Mas confessou que sempre sentiu medo.“Claro que eu tinha. Cagaço, mesmo. Tinha dia que eu entrava [com os celulares], mas não encontrava o preso. Aí tinha que dar um jeito de sair fora [com os aparelhos] de novo”, contou. “Quando tava tudo muito quieto, eu ficava noiado. Achava que era sujeira, que a casa ia cair. Aí, eu dava um tempo [com a distribuição] e esperava a poeira baixar”, recordou.
Vendas em lotes
Se no varejo dava certo, por que não tentar no atacado? Foi com isso em mente que detentos e os agentes penitenciários que participavam do esquema pensaram numa estratégia para a entrada em massa de aparelhos nas cadeias – 20, às vezes até 50 deles – de uma vez só, segundo os ex-agentes e o ex-detento com quem conversei. O negócio ficou conhecido como “malote” no jargão de presos e agentes penitenciários.
São lotes adquiridos exclusivamente por facções criminosas, que distribuem os aparelhos entre seus membros ou os usam para aliciar outros detentos. Na dinâmica do presídio, os smartphones são uma ferramenta que o PCC usa para seduzir novos integrantes.

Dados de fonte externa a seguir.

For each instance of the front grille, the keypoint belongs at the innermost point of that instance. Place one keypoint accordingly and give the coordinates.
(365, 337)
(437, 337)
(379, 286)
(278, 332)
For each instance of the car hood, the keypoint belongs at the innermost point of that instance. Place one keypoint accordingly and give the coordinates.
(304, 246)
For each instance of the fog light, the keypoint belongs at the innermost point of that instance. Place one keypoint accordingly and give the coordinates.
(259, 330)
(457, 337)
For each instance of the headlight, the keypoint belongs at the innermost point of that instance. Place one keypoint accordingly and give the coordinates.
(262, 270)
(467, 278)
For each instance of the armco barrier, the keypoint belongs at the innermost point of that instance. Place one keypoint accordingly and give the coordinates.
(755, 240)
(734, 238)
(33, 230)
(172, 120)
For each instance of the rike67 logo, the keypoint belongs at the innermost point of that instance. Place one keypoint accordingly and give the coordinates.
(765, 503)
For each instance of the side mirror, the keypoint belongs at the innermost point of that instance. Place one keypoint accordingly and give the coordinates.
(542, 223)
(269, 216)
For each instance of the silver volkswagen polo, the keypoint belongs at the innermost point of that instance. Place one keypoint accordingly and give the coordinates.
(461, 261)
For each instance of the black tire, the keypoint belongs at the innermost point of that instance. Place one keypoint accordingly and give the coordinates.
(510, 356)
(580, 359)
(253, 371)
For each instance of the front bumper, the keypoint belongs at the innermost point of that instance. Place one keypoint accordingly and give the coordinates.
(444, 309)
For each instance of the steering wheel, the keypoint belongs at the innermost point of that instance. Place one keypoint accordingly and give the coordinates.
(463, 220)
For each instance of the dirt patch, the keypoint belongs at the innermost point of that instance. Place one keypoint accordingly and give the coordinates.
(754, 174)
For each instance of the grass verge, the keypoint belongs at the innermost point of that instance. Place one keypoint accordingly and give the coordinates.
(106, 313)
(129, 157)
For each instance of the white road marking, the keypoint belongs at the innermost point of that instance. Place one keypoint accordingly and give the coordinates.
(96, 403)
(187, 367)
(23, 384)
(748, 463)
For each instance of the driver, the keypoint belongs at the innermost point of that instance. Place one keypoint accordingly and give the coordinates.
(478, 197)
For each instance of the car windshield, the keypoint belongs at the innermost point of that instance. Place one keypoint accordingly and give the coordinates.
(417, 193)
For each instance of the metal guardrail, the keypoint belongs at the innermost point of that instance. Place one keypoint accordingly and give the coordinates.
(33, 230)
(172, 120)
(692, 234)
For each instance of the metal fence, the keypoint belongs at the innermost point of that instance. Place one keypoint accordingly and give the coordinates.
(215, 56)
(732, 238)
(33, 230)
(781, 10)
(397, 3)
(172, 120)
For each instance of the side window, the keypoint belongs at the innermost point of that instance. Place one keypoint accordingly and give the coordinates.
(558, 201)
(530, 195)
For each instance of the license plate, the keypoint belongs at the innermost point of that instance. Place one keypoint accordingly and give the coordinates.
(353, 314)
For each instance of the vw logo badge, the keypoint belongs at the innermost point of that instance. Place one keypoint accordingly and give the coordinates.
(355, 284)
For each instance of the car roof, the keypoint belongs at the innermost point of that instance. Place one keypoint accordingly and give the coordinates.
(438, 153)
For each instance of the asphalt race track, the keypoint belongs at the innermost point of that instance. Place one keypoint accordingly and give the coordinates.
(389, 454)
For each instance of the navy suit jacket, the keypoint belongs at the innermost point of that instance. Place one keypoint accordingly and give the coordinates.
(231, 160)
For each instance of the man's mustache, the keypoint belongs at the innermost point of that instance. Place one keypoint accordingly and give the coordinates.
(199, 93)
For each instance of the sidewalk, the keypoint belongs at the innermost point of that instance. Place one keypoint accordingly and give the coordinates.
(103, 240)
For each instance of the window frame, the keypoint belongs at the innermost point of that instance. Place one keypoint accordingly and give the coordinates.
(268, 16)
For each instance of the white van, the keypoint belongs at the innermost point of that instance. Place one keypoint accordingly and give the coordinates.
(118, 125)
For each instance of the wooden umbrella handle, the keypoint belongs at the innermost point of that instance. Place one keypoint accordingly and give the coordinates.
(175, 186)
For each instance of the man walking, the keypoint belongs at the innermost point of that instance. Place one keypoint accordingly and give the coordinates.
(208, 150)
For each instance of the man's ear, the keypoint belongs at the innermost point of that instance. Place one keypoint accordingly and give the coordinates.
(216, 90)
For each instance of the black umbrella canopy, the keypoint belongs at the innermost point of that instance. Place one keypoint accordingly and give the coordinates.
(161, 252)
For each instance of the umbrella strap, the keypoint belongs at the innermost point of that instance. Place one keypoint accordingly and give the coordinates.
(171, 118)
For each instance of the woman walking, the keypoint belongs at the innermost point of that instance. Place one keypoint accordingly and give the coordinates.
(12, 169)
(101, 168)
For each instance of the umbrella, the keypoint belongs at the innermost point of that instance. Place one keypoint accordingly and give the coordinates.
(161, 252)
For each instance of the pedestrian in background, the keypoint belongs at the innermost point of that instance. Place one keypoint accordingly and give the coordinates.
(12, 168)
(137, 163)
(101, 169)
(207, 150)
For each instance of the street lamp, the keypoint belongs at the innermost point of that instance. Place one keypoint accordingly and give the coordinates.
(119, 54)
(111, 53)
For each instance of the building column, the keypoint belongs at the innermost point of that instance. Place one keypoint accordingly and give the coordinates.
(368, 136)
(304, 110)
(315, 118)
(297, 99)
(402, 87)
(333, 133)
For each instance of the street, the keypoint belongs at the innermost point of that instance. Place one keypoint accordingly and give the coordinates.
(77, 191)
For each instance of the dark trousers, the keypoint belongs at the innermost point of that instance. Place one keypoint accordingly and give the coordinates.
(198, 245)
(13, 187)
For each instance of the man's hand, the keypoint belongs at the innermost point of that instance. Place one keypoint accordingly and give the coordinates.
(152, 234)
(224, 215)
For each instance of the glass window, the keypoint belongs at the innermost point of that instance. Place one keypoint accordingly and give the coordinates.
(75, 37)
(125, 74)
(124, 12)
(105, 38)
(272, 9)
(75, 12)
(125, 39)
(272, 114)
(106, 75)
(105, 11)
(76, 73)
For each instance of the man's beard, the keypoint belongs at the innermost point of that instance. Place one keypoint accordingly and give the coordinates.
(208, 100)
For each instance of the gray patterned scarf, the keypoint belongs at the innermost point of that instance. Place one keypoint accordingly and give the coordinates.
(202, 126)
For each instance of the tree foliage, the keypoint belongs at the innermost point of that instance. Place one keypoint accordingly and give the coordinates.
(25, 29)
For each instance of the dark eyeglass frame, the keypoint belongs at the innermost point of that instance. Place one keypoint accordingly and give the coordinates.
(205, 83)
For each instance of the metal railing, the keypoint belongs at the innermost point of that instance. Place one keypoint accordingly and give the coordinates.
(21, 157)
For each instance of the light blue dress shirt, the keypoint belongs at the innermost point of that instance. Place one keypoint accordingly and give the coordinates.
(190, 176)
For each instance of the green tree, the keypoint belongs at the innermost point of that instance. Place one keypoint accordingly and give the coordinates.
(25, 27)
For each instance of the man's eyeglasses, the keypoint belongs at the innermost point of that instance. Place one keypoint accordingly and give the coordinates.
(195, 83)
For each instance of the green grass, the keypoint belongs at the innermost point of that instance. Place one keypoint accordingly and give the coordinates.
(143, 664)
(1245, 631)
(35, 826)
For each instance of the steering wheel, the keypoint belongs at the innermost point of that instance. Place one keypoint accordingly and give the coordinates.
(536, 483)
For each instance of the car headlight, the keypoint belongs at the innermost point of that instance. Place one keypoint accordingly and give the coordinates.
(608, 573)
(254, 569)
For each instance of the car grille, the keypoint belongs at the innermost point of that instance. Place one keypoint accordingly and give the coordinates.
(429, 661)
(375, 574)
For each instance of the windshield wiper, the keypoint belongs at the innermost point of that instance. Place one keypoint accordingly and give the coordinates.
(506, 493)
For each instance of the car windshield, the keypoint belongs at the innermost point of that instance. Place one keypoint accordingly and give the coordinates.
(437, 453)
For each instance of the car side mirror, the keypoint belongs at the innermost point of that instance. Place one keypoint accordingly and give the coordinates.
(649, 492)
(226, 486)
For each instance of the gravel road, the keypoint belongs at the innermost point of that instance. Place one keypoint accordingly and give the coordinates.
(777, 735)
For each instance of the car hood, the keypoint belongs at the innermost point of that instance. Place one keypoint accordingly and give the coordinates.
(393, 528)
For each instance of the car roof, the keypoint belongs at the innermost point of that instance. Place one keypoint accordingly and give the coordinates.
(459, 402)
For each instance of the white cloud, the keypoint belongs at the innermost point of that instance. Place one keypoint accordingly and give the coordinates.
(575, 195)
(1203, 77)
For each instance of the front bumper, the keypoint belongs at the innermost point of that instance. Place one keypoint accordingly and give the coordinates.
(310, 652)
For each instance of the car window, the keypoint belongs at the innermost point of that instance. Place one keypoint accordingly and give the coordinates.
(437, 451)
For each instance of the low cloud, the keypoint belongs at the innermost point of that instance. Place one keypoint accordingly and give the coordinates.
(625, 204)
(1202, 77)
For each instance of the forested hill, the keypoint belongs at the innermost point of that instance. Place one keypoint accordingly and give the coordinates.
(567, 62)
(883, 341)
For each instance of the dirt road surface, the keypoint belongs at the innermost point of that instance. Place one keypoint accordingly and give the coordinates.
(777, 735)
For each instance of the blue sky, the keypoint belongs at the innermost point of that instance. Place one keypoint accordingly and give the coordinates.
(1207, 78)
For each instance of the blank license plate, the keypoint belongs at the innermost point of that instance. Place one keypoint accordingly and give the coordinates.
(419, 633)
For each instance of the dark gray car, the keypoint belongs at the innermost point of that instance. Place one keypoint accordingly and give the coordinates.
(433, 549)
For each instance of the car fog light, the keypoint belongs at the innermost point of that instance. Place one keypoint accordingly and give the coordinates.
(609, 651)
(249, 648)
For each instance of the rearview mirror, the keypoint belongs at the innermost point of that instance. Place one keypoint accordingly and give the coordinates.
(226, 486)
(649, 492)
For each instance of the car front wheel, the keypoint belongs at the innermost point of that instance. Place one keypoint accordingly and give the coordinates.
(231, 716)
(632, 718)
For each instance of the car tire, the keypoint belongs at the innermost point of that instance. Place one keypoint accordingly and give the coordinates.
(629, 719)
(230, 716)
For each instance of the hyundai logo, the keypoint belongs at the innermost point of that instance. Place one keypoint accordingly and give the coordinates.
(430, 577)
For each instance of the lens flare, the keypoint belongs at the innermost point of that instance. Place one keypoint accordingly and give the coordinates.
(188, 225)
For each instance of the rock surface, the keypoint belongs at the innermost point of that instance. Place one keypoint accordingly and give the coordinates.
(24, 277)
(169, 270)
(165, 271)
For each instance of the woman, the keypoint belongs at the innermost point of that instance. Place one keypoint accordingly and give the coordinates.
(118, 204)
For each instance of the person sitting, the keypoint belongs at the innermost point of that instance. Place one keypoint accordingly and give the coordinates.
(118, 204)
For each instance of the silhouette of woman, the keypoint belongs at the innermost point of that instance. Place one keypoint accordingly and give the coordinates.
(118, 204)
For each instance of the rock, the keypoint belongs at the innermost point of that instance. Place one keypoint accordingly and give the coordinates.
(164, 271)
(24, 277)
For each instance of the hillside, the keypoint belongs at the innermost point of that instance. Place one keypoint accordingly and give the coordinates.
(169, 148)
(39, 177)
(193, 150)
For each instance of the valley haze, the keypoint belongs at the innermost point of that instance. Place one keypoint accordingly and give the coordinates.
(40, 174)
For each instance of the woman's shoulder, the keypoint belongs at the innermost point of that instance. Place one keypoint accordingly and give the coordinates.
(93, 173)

“O cara é de Foz do Iguaçu, tá fodido ali, sozinho, longe da família. O Comando dá proteção, empresta celular. Mas não é de graça. Esse cara vende a alma para o Comando”, explicou Ricardo.
Também ex-agente temporário, Silva descreveu como entregou dois malotes no complexo de Piraquara no segundo semestre de 2019. Em uma das ocasiões, colocou os aparelhos em um saco de lixo, que ficou escondido em um veículo do Depen-PR, estacionado em frente à PEP2. Esperou a hora exata em que o preso encarregado pela limpeza passaria por ali. Naquele momento, Silva saiu do carro e colocou o saco em um latão de lixo.
O detento, é claro, já sabia do que se tratava. “O [preso da] faxina é que era o contato. Ele que distribuiu para os outros. Quando o ‘ladrão’ pega [o malote], aí, é com ele”, disse. “Dessa vez, foram 35 [celulares]”, Silva relatou.
A operação de entrega do outro malote envolveu um detento que trabalhava no almoxarifado do complexo de Piraquara. Nas duas ocasiões, Silva negociou com o mesmo preso, que falava em nome do PCC. “Eu nunca fiz varejo, porque sempre achei sujeira se arriscar por pouco. Eu só ia no atacado e no bote certo”, disse Silva, antes de explicar sua motivação: “Dinheiro. Com um malote eu ganhava mais do que em um ano de trabalho”, acrescentou.